Microsoft: Online shift is more than even Exchange

The software maker is looking to keep its lead in the e-mail space even as more companies opt for services over running their own servers.

The fact that many customers are shifting from running their own e-mail servers to getting mail as a hosted service doesn't have to spell doom for Microsoft, insists Rajesh Jha, the man who heads the Exchange business.

In an interview on Monday, Jha said that, although many see the rise of services as more of a benefit to companies like Google, he sees it as an opportunity for his business.

Microsoft's Rajesh Jha, shown here in his office earlier this year, says the shift from a world of servers to a world of services need not spell trouble for the Exchange business.

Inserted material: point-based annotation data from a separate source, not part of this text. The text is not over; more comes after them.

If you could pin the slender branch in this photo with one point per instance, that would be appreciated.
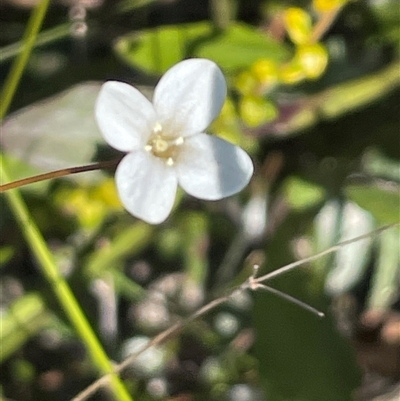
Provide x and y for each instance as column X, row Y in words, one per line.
column 251, row 284
column 334, row 248
column 58, row 173
column 323, row 24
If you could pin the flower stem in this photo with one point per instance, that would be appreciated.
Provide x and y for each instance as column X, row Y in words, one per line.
column 62, row 290
column 32, row 233
column 57, row 174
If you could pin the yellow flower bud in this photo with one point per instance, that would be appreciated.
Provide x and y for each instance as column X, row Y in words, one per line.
column 246, row 83
column 266, row 72
column 313, row 59
column 256, row 111
column 298, row 24
column 291, row 73
column 323, row 6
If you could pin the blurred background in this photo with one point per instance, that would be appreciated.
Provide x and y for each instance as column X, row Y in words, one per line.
column 314, row 98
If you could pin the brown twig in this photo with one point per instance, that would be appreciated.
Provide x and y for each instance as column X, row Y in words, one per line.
column 252, row 283
column 58, row 173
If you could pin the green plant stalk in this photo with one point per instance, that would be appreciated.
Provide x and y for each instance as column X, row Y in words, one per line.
column 43, row 38
column 62, row 289
column 32, row 233
column 28, row 42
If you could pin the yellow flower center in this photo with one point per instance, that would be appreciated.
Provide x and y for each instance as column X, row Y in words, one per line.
column 164, row 146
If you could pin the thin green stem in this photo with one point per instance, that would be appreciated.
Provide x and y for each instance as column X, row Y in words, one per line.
column 43, row 38
column 32, row 233
column 28, row 42
column 61, row 288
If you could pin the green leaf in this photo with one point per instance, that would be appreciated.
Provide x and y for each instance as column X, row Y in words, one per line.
column 126, row 243
column 381, row 200
column 240, row 46
column 56, row 133
column 384, row 286
column 301, row 194
column 156, row 50
column 24, row 319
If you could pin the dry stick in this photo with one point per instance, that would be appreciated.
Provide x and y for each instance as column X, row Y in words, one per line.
column 58, row 173
column 252, row 283
column 323, row 24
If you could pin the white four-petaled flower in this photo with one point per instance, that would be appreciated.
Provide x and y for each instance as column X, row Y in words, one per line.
column 165, row 142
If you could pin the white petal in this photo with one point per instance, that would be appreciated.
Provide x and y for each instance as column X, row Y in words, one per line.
column 125, row 117
column 210, row 168
column 146, row 186
column 190, row 96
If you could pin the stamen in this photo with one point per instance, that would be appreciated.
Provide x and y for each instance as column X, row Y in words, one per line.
column 164, row 146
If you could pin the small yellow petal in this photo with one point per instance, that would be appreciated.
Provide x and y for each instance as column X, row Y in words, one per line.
column 256, row 111
column 313, row 59
column 298, row 25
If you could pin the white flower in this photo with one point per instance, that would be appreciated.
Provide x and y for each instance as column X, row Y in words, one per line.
column 165, row 141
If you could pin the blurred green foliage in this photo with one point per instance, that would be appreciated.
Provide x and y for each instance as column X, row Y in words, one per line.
column 313, row 97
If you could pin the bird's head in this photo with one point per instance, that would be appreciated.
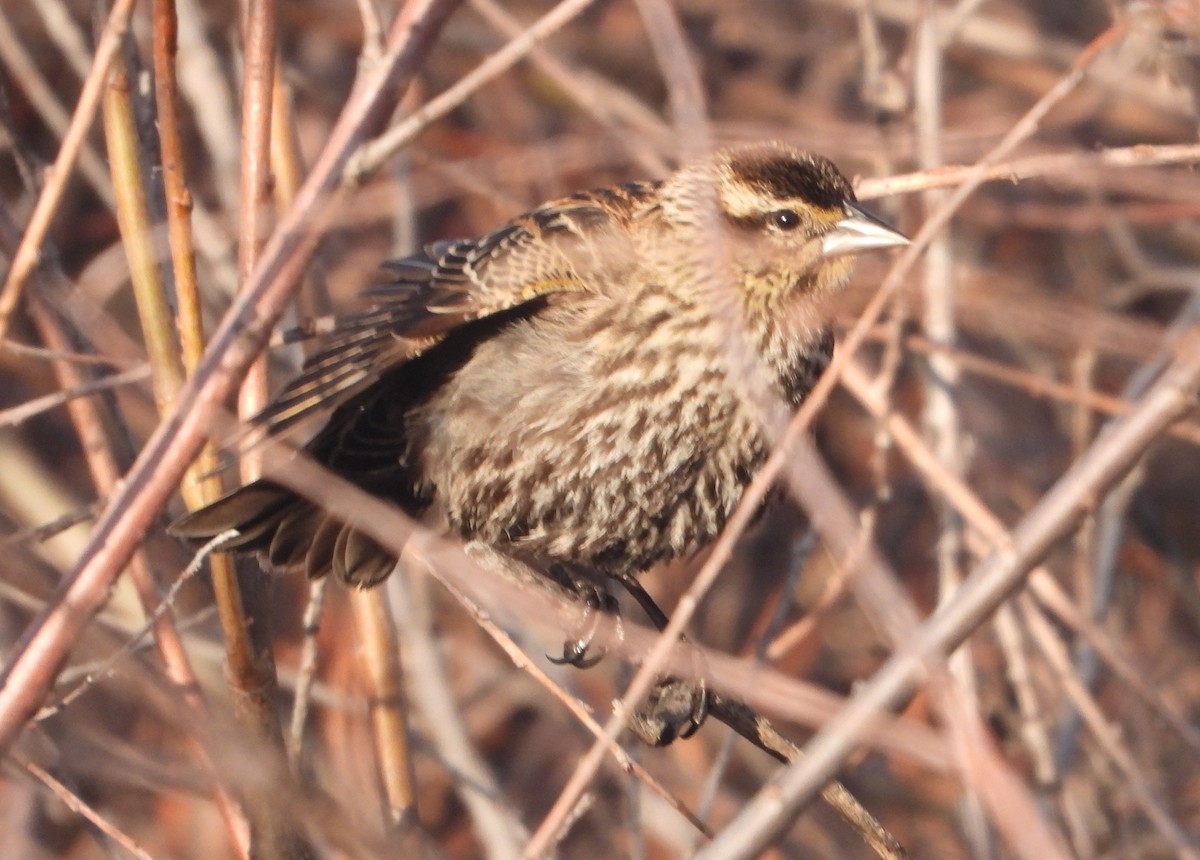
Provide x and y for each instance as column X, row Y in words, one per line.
column 787, row 218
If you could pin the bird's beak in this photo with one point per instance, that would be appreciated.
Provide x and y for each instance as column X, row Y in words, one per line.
column 858, row 232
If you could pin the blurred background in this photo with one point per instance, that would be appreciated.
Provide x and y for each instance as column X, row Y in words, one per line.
column 1059, row 290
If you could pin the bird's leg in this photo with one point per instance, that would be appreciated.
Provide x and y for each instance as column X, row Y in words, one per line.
column 675, row 707
column 598, row 601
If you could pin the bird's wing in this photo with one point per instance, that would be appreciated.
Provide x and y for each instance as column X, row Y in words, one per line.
column 557, row 250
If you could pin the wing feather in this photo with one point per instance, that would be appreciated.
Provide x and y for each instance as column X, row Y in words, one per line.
column 563, row 247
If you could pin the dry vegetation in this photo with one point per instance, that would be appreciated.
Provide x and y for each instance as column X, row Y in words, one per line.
column 1021, row 382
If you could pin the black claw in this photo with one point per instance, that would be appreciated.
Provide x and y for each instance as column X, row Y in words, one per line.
column 576, row 654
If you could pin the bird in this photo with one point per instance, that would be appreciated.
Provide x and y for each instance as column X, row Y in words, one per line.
column 563, row 390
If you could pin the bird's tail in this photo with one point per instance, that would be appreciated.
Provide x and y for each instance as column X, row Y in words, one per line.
column 289, row 533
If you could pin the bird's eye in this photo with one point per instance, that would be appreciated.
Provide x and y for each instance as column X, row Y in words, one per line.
column 785, row 218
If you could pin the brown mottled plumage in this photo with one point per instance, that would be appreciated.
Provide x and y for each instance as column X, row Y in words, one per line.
column 561, row 388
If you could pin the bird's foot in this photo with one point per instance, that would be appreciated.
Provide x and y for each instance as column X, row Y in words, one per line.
column 675, row 709
column 579, row 650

Ina Fried/CNET

"I feel we will grow our share overall with the move to services," Jha said. In particular, Jha said that Microsoft has a better option for small and midsize businesses than it did when its only option was for those companies to run their own Exchange servers. "I think we have a huge opportunity for growth. I don't think we are in a defensive position at all."

In a year in which many software businesses--including a number within Microsoft--took a hit, the Exchange business continued to grow last year, Jha said, saying that revenue for the product nearly hit $2 billion and has 70 percent market share among corporate users.

Jha acknowledged, though, that competition for the in-box is definitely heating up.

"It is where people spend more of their hours," Jha said. "It's become a real critical part of the day. Our competitors are smart. They see it too."

In addition to Google, IBM continues to push its Lotus Domino/Notes combination while Cisco has said it will have a Linux-based e-mail offering based on last year's Postpath acquisition .

Sounding a familiar refrain, Jha said that he expects customers to warm to Microsoft's strategy, which lets them have the option of running Exchange themselves or purchasing it as a subscription hosted service.

"With Exchange, we don't give them any kind of technology ultimatum," Jha said. "We don't say 'Thou shalt move to the cloud.' "

Microsoft has shifted its priorities, though. Unlike past versions of Exchange, Microsoft developed Exchange 2010 as a service first , and only later has it done the work on the server product. That server product, which has been in testing for some time and reached the beta stage in April, is now ready in a near-final "release candidate" form.

Among its features is one that lets users "mute" an e-mail thread that they are no longer interested in being part of.

Jha reiterated that the final version of Exchange 2010 should be done later this year.

"I feel pretty good about how we are tracking," he said, noting that half of Microsoft's in-boxes--some 80,000--are now on the new version of Exchange. " We'll definitely be ready this year."